Il y a une dimension policière au bouquin qui impacte leur vie sans néanmoins être le cœur de l’histoire ou l’intérêt premier à y trouver.
C’était un peu long.
Surtout parce que j’ai l’habitude de lire du Giebel donc je me doutais de ce qui allait suivre. La collection d’évènements qui allait venir abattre un peu plus les frères pour finir sur une fin « dommage ». Pas dommage parce que décevante, dommage parce que frustrante. Dommage parce que – comme souvent de mémoire – ça finit avec les personnages principaux qui n’auront jamais eu accès à certaines informations qui auraient pu les aider à mieux finir/choisir/savoir. Cette information de dernière minute qui n’arrive jamais et les pousse à prendre des décisions tristes et déprimantes quand nous en tant que lecteurs on sait que ça ne tenait à pas grand-chose qu’il en soit autrement.

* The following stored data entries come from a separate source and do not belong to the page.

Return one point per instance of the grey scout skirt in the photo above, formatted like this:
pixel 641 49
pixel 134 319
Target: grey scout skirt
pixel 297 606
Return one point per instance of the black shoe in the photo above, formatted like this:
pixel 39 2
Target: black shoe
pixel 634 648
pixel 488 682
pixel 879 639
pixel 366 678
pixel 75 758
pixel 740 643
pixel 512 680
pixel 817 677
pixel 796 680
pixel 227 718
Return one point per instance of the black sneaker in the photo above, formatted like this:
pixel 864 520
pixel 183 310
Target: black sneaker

De manière plus spoilée. La mère biologique de Léonard, après avoir connu l’Enfer et s’être enfin échappée ne connaîtra jamais son fils. Léonard ne connaîtra jamais sa mère biologique, ce qu’elle a vécu, d’où il vient. Jorge ne saura jamais qu’il a été innocenté du meurtre pour lequel il avait été condamné ni le nouveau dont on l’accusait. Il ne verra jamais tous ceux qui l’accablaient être confrontés eux aussi à la vérité et avoir honte ou s’excuser auprès de lui. Leur mère (biologique pour l’un, adoptive pour l’autre) ne connaîtra jamais la joie de vivre avec eux deux et de savoir l’un de ses fils lavé de tout soupçon.

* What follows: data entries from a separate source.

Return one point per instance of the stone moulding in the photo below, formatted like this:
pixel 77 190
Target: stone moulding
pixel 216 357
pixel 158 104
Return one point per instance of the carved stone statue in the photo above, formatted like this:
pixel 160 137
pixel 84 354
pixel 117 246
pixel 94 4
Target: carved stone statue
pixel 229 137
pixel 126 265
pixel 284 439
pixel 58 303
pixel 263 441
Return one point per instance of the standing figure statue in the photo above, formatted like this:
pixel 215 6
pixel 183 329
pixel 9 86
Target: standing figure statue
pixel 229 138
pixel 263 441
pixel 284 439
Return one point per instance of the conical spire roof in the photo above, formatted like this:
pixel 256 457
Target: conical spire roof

Du gâchis et en même temps le final des deux frères est plutôt beau bien qu’un peu trop stylé pour être convaincant.
Tout du long de la lecture je trouvais ça un peu lourd moralement. Ça nécessite de mieux choisir quand on s’y attaque selon moi. Du coup parfois je reprenais en me disant : « 500 pages restantes pour encore noircir le tableau, let’s go » et en même temps je serais allée plus loin dans le final en le faisant plus rageant. Qu’ils meurent sans avoir l’apaisement de se dire qu’ils étaient à deux dans un endroit qui leur était cher et lourd de sens. Mon côté un peu sadique, quitte à aller dans le banalement triste qu’on y aille à fond.
En plus de retrouver chez l'auteure cette mécanique de spirale infernale avec fin rageante j’ai aussi apprécié retrouver la manière intrigante dont les choses sont amenées. Le fait que Jorge soit appelé Mathieu au départ pour qu’on ne fasse pas immédiatement le lien entre les deux personnages ; le traitement d’Angélique en parallèle et son rôle dans le schéma familial ; la cavale des frères ; l’accélération de l’enquête sur Lola quand Angélique est retrouvée. C’était stimulant.

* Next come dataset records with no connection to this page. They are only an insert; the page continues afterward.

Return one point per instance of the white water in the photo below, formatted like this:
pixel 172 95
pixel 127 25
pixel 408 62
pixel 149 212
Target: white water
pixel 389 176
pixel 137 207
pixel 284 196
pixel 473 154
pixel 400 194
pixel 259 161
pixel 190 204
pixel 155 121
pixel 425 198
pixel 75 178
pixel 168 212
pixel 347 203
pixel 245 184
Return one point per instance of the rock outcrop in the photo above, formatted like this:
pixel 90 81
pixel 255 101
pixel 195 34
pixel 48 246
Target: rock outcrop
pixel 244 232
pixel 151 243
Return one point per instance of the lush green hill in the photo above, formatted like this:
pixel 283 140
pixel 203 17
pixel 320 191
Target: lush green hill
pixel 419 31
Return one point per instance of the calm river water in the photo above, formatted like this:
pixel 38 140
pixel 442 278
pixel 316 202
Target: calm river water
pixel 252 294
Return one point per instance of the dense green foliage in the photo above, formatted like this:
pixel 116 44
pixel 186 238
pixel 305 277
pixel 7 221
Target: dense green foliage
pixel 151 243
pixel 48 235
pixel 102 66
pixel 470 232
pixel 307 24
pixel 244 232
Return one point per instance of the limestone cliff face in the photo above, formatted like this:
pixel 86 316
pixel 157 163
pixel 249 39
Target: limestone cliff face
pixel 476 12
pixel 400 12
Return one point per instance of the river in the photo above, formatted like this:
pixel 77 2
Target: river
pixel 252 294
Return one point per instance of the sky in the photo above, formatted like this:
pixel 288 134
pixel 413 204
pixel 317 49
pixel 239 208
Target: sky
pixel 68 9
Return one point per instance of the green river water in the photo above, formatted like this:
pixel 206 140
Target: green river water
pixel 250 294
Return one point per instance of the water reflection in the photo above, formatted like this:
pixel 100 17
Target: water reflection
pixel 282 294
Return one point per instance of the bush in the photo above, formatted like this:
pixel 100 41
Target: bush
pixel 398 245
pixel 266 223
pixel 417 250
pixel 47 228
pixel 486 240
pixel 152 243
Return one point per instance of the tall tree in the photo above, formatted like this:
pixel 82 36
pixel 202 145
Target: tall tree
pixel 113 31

J’ai été moins convaincue par le passage en prison de Léonard et l’agression dont il a été victime peu avant que je trouvais particulièrement violente pour pas grand-chose vu comme le sujet n’est pas revenu. Fallait bien la menace du retour en prison mais ça faisait beaucoup d’évènements en un mois d’incarcération (après je connais pas le milieu et ne veut pas le connaître donc qui sait ?).
Les chapitres courts faisaient que ça se lisait quand même bien. Quand la fin approchait j’étais tellement à fond que je n’ai pas lâché le livre, hyper efficace.
Ah et donc Glen Affric c’est en Ecosse. J’avoue que lorsque j’ai vu qu’un des personnages principaux était limité mentalement je pensais qu’il avait mal écrit « Afrique ».